ECB’s Schnabel: Can’t Look Through Energy Price Rises if They Threaten Price Stability
8 January 2022
By David Barwick – FRANKFURT (Econostream) – The European Central Bank may need to ditch the traditional practice of ignoring passing deviations of inflation from its target when these are driven by energy prices, ECB Executive Board member Isabel Schnabel said Saturday.
In a speech at the American Finance Association 2022 Virtual Annual Meeting, Schnabel said that the energy transition was a source of upside risk to the ECB’s medium-term inflation projection.
‘Monetary policy, for its part, cannot afford to look through energy price increases if they pose a risk to medium-term price stability’, she said. ‘This could be the case if prospects of persistently rising energy prices contribute to a deanchoring of inflation expectations, or if underlying price pressures threaten to lift inflation above our 2% target as rising carbon prices and the associated shifts in economic activity boost rather than suppress growth, employment and aggregate demand over the medium term.’
Energy prices have historically often risen and fallen at similar speeds, but the energy transition may limit their ability to decline in the future, she said.
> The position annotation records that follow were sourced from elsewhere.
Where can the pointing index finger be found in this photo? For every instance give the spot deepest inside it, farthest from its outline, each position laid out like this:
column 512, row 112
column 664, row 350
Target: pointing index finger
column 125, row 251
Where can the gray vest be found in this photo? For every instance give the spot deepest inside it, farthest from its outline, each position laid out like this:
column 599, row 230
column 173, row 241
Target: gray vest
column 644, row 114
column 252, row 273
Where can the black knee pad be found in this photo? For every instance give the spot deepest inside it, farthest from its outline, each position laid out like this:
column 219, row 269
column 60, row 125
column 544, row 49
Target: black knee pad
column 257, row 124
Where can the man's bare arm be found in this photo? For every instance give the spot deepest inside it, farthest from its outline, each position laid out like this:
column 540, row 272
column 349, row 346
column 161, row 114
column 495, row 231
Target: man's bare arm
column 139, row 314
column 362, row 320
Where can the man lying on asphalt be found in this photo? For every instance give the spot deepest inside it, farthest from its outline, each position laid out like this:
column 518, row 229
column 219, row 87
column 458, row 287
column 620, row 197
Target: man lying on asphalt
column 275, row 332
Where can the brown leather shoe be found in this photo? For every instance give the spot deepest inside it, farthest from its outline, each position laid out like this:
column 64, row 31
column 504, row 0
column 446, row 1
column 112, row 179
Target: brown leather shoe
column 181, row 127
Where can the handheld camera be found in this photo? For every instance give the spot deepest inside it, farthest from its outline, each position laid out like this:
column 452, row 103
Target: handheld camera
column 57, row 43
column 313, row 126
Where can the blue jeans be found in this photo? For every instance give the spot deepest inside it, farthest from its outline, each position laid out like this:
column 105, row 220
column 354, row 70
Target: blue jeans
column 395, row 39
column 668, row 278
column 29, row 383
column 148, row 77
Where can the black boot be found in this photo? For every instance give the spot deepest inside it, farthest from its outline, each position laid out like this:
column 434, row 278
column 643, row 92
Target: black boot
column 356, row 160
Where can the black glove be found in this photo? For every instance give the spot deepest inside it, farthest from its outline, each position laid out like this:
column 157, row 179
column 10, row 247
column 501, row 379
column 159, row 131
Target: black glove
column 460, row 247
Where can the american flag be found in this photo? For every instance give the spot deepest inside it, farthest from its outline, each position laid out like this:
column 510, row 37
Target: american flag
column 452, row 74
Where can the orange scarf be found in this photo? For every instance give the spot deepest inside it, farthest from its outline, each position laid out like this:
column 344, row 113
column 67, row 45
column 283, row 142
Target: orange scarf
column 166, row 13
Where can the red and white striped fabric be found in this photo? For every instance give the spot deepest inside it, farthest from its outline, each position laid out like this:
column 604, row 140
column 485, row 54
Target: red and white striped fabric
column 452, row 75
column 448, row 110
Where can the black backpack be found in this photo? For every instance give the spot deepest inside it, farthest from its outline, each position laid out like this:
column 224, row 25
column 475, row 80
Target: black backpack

This will oblige monetary policymakers ‘to assess whether the green transition poses risks to price stability and to which extent deviations from their inflation target due to a rise in the contribution from energy to headline inflation are tolerable and consistent with their price stability mandates’, she said. ‘[T]here are instances in which central banks will need to break with the prevailing consensus that monetary policy should look through rising energy prices so as to secure price stability over the medium term.’
The technical assumptions underlying the ECB’s central scenario in which high energy prices calm down over the forecast horizon ‘are surrounded by significant uncertainty’, she said, given the poor predictive ability of the relevant futures prices.
Experience does not support the view that energy would not contribute to headline inflation next year and the year after, she said, noting that over the last two decades, the energy contribution to annual HICP was 0.3 point.
‘Sensitivity analysis conducted by Eurosystem staff suggests that it is enough for oil prices to remain at November 2021 levels for HICP inflation in 2024 to reach our target’, she said. The political will behind a massive energy transition suggests this could easily understate actual developments, she said.
‘Potentially protracted supply and demand imbalances related to “transition fuels”, such as gas, as well as the fact that carbon prices are likely to rise further, and to extend to more economic sectors, mean that the contribution of energy and electricity prices to consumer price inflation could be above – rather than below – its historical norm in the medium term’, she said. ‘The energy transition therefore poses measurable upside risks to our baseline projection of inflation over the medium term.’
Should energy prices thus boost inflation for longer than expected, the ECB ‘would need to change course’ in terms of monetary policy ‘if we were to detect signs that inflation expectations have become de-anchored’ or ‘if the nature of the shock were to change’ such that the energy price rise was no longer akin to an adverse oil supply shock, she said.
Either of these could easily occur, she argued. Consumers’ expectations are significantly influenced by frequently purchased goods such as energy, she said. ‘So far, however, there are no signs of broader second-round effects’, she said.
‘But in an environment of large excess savings and protracted supply disruptions, the energy transition may lead to inflation remaining higher for longer, thereby potentially raising the risks of inflation expectations destabilising’, she said. ‘In this case, monetary policy would need to respond to, rather than look through, higher inflation to preserve price stability over the medium term.’
As for the nature of the price shock, the economic transformation of the energy transition ‘is expected to boost, rather than weigh on, economic growth and thereby support wages and aggregate demand’, she said, while ‘[a]n emerging strand of empirical evidence finds no robust negative effects of carbon taxes on GDP growth and employment. If anything, the evidence is consistent with a modest positive impact.’
‘As such, if the future path of energy prices threatens to push headline inflation above our target in the medium term, and if growth and demand prospects remain consistent with firm underlying price pressures, monetary policy needs to act to defend price stability’, she said.